Further, TRs often occur in families so that single probes can be designed that will facilitate detection of multiple TR encoding nucleic acids in simultaneous screeing assays.
An example is a single homeobox probe for screening for the presence in any given cell type of any of the multiple homobox genes. Other TR families appearing in Table 1 that can be screened for as groups, include, but are not limited to the following families: ATF, C/EBP, myc, jun, fos, myb, Ets, E2F, Gata, ID, IRF, MAD, Oct and SP. More restricted probes can then be used to further discriminate particular TRs in cells shown to express at least one member of a particular TR family using a more general probe. Thus, targeted cell types can be efficiently and rapidly screened for their pattern of TR expression.
The specific TRs and direct modifiers involved in regulating cellular programming expressed by a given cell type have either been previously determined or can be readily determined by the use of a variety of well established techniques several of which are presented herein.
TRs bind to other TRs and in certain cases also bind to an enhancer or silencer. The result of such binding is that the associated TR group or groups collectively associated with all the enhancers and silencers associated with a given transcribed sequence of DNA controls the levels of transcription of the associated DNA. Such transcribed DNA may be a gene (encoding a protein) or it may encode regulatory RNA such as microRNA.

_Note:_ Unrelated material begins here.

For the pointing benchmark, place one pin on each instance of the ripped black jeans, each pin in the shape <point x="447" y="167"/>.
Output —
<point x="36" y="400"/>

TRs may be either normal or mutated and/or be expressed at normal or abnormal levels. According to the AP Model, an essential aspect of these medical conditions is the expression in the AP Cells of qualitatively and/or quantitatively abnormal combinations of TRs, where the TRs are among those involved in the control of cellular programming (Table 1) e.g., differentiation, proliferation and apoptosis. TRs may undergo alternative splicing or post-translational modifications that fundamentally alter their function. The molecular mechanisms that produce such modifications in TRs are varied and molecules producing such modifications are referred to herein as "direct modifiers". Direct modifiers are also suitable targets for the practice of the present invention. Table 2 provides a list of relevant TRs and Table 3 includes a listing of the direct modifiers of these TRs. Such direct modifiers include but are not limited to certain tyrosine kinases.
Targeting of TRs or their direct modifiers for purposes other than altering cellular programming can find therapeutic use in accordance with the present invention.
This approach hinges on a conventional cause and effect role for the TR in the pathology of the medical condition and does not necessarily hinge on the AP Model.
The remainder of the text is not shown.